Dans le cadre de la bulle pontificale Veritas ipsa et des conclusions du 3ème concile de Lima, les Jésuites tentent une expérience de communisme paternaliste avec les Tupi, dans l'Etat du Paraguay : les Réductions. Les Indiens Tupi christianisés sont regroupés dans des réductions ; la première réduction a été fondée au Paraguay le 29 décembre 1609 à St Ignaco Guazo. Jusqu'au milieu du XVIIIème siècle - expulsion des Jésuites - il y a plus de trente réductions où affluent les caciques et leurs tribus.
Chaque réduction possède sa municipalité indienne, et à l'exception du corregidor, nommé à vie par les pères, les autres magistrats étaient élus. Chaque réduction possédait son Jésuite. Cette réduction devait vivre en autarcie et subvenir par ses propre moyens. Le sol appartient à la communauté indienne ; tous les hommes doivent deux jours de travail d'intérêt général par semaine. Les autres journées sont consacrées à la mise en valeur de la parcelle familiale et dont les produits sont réservés au chef de famille. D'autre part, la réduction dispose d'ateliers communs pour la fabrication des biens de consommation..
Les habitants de ces réductions font l'objet, jusqu'en 1641, de raids esclavagistes de la part des brésiliens de St Paul. En définitive, ce système est un échec, car jamais l'esprit de prévoyance n'a effleuré l'Indien.

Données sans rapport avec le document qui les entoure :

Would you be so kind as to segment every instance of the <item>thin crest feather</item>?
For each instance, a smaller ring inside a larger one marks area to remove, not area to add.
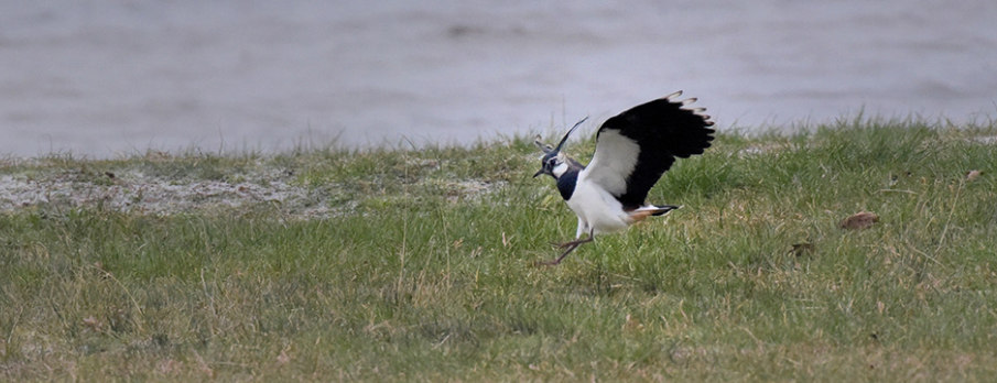
[[[587,116],[584,119],[582,119],[581,121],[575,122],[575,125],[572,127],[571,130],[567,131],[567,133],[564,133],[564,138],[562,138],[561,142],[557,143],[557,147],[554,149],[554,152],[561,151],[561,147],[564,146],[564,143],[567,142],[567,138],[571,136],[571,133],[573,133],[575,131],[575,129],[578,129],[578,127],[581,127],[582,122],[585,122],[585,120],[588,120]]]

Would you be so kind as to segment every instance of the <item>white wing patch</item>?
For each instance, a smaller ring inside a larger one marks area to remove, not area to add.
[[[587,179],[598,184],[614,196],[627,193],[627,177],[637,166],[640,145],[616,130],[599,134],[592,163],[578,175],[578,182]]]

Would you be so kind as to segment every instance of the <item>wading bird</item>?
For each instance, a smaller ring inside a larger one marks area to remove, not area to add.
[[[682,91],[633,107],[613,117],[596,133],[595,154],[587,166],[561,150],[587,118],[575,123],[556,147],[544,145],[542,168],[533,175],[554,177],[557,190],[578,216],[575,240],[557,244],[566,249],[557,259],[541,262],[560,264],[568,253],[592,242],[596,234],[619,232],[650,216],[662,216],[679,206],[655,206],[646,201],[648,192],[675,162],[703,154],[713,141],[713,121],[705,108],[684,109],[695,98],[675,100]],[[582,239],[582,234],[588,237]]]

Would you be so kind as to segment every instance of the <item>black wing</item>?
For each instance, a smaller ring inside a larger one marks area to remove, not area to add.
[[[668,97],[631,108],[606,120],[599,128],[592,163],[583,176],[609,190],[625,210],[644,205],[648,192],[675,162],[703,154],[714,130],[706,109],[682,109],[691,98]]]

Elle constitue le principal problème de la mise en valeur des terres. La population indienne diminue très rapidement : épidémie, mauvais traitement dans les encommienda, travail harassant dans les mines et sur les lieux d'orpaillage. Soumis au travail forcé, les Indiens perdent le goût de vivre. L'hémorragie démographie est inouïe, sans précédent : 9/10 de la population indienne disparaît : il n'y a plus d'indigènes dans les Grandes Antilles à la fin du XVIème siècle.
Cette main d'œuvre est remplacée par les Africains qui vont venir travailler sur les plantations et mettre en valeur les plantations. La traite des Noirs commence déjà au XVIème siècle - à la fin du siècle, ils sont déjà 100 000 à avoir fait le grand voyage -, mais elle prendra son essor au XVIIème siècle avant de culminer au XVIIIème dans l'économie de plantation.

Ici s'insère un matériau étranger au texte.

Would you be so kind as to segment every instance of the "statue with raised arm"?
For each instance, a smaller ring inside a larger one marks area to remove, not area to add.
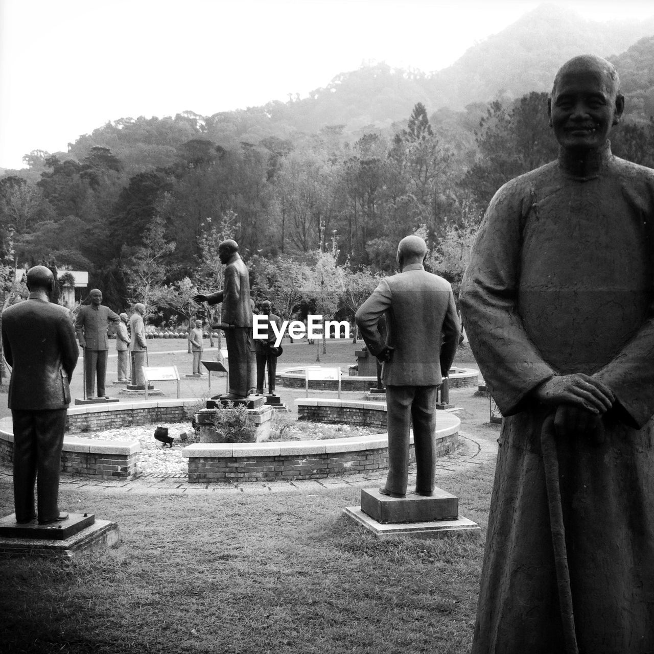
[[[145,305],[137,302],[129,318],[129,357],[131,362],[131,386],[145,388],[143,366],[147,365],[148,343],[145,337]]]
[[[117,326],[120,318],[109,307],[102,304],[102,291],[94,288],[88,294],[90,304],[80,308],[75,320],[75,330],[80,345],[84,349],[84,384],[87,400],[94,398],[94,387],[97,379],[97,397],[109,399],[105,393],[107,378],[107,358],[109,341],[107,328],[109,322]]]
[[[275,347],[275,336],[273,324],[277,326],[278,332],[281,330],[282,319],[273,313],[273,303],[269,300],[264,300],[261,303],[262,313],[267,317],[266,337],[254,339],[254,349],[256,358],[256,393],[264,394],[264,385],[266,381],[266,369],[268,369],[268,392],[275,394],[275,375],[277,368],[277,357],[281,353],[281,347]]]
[[[401,272],[383,279],[354,316],[368,349],[383,362],[388,474],[379,492],[391,497],[406,494],[412,422],[415,492],[434,494],[436,394],[458,345],[460,324],[452,288],[424,269],[426,253],[420,237],[402,239],[397,253]],[[378,325],[385,315],[387,336],[382,338]]]
[[[229,359],[229,393],[221,400],[243,400],[254,390],[256,363],[252,337],[252,303],[250,276],[239,254],[235,241],[228,239],[218,247],[220,262],[225,266],[225,284],[211,295],[198,294],[194,301],[222,303],[222,324]]]
[[[576,57],[558,160],[495,194],[462,284],[504,416],[474,654],[654,652],[654,170],[613,156],[613,66]]]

La classe possédante est installée aux commandes à la fin du XVIème siècle ; les colonies échappent de plus en plus à l'action de la métropole qui va devoir lutter contre les volontés d'autonomie des grands seigneurs coloniaux. Ceux-ci disposent de vastes espaces, des domaines où ils règnent en seigneur et maître.
Ils constituent des groupes de pression en métropole afin de défendre leur position, mais chaque fois que le pouvoir métropolitain voudra intervenir dans les affaires coloniales, ils se heurtera à la résistance des grands colons, comme il s'est heurté à Gonzalo Pizarro. Ce sont les colons qui auront les premiers des volontés d'autonomie et d'indépendance, notamment lorsque les liaisons avec la métropole sont menacés par les puissances belligérantes.